During all this uncertainty and anxiety, I know the value of being connected and in relationship. I know the power in people meeting together, reflecting on our experiences and creating knowledge.  Freire reminds us that to be human is to engage in ‘relationships with others and with the world … knowledge is built up in the relationships between human beings and the world’ (Education the Practice of Freedom, 1974, p. 3).

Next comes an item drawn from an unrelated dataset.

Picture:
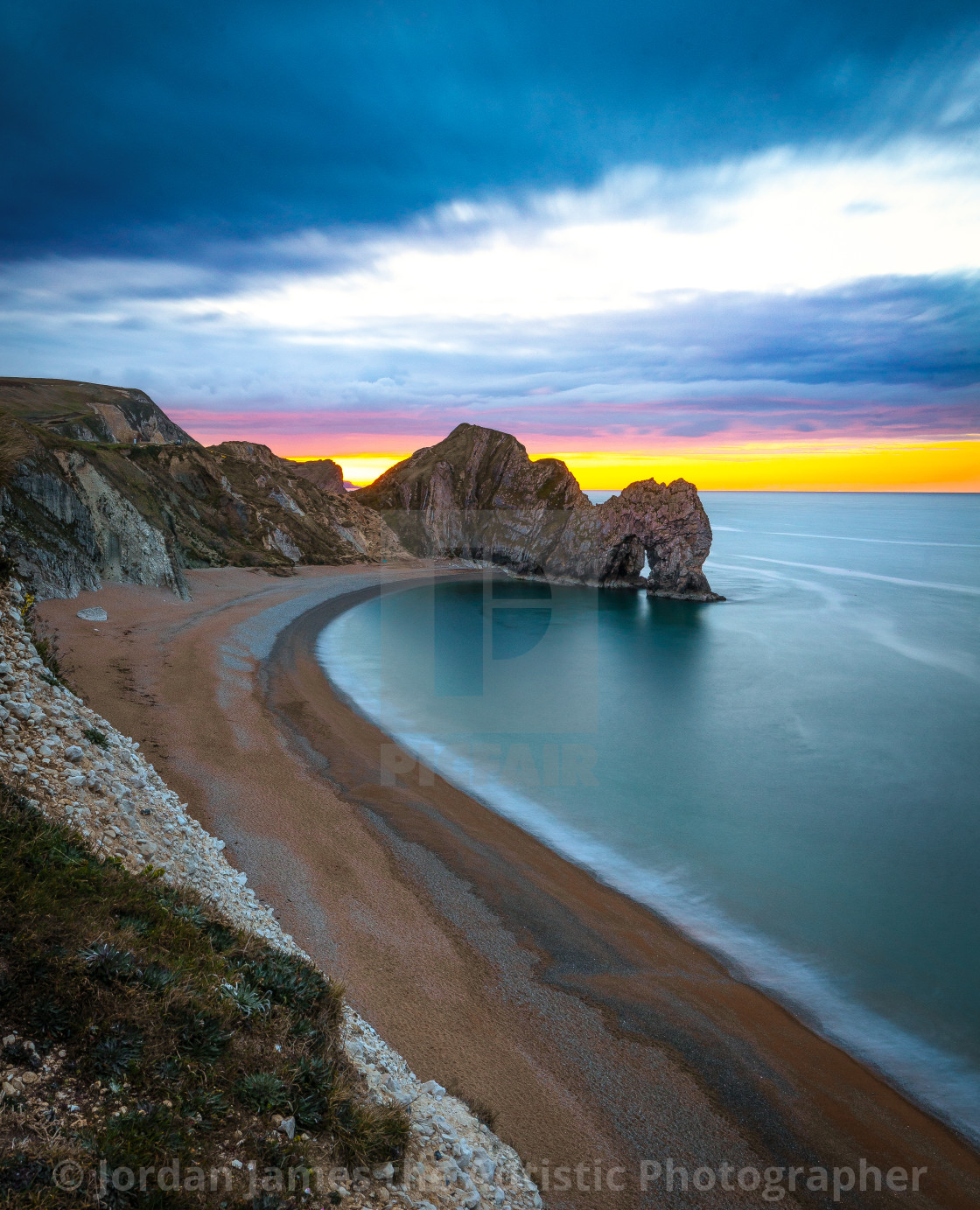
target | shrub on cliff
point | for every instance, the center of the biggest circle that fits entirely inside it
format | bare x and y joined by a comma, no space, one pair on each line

In this year of Covid, I am struck by the kindness of many people – there is a deeper appreciation of the fragility of life, and that we live creatively with uncertainty.  

Mullaghmeen Wood in November 2020.

Naomi Shihab Nye reminds us that

Before you know kindness as the deepest thing inside, you must know sorrow as the other deepest thing.

You must wake up with sorrow,

You must speak to it till your voice

Catches the thread of all sorrows

And you see the size of the cloth’.

As Christmas approaches, I am reminded of the importance of hope, of light and new birth. This time will pass, it is important to consider any learning that we can take into the future. Issues of care, health, housing, life work balance, human flourishing and climate change are now to the forefront.  

More than ever I am reminded of the significance of hello, goodbye, love, and the preciousness of time. COVID may provide us with opportunities for new learning and insight if we take the time to reflect on our experiences with others and apply the knowledge in creating a more equal and just world.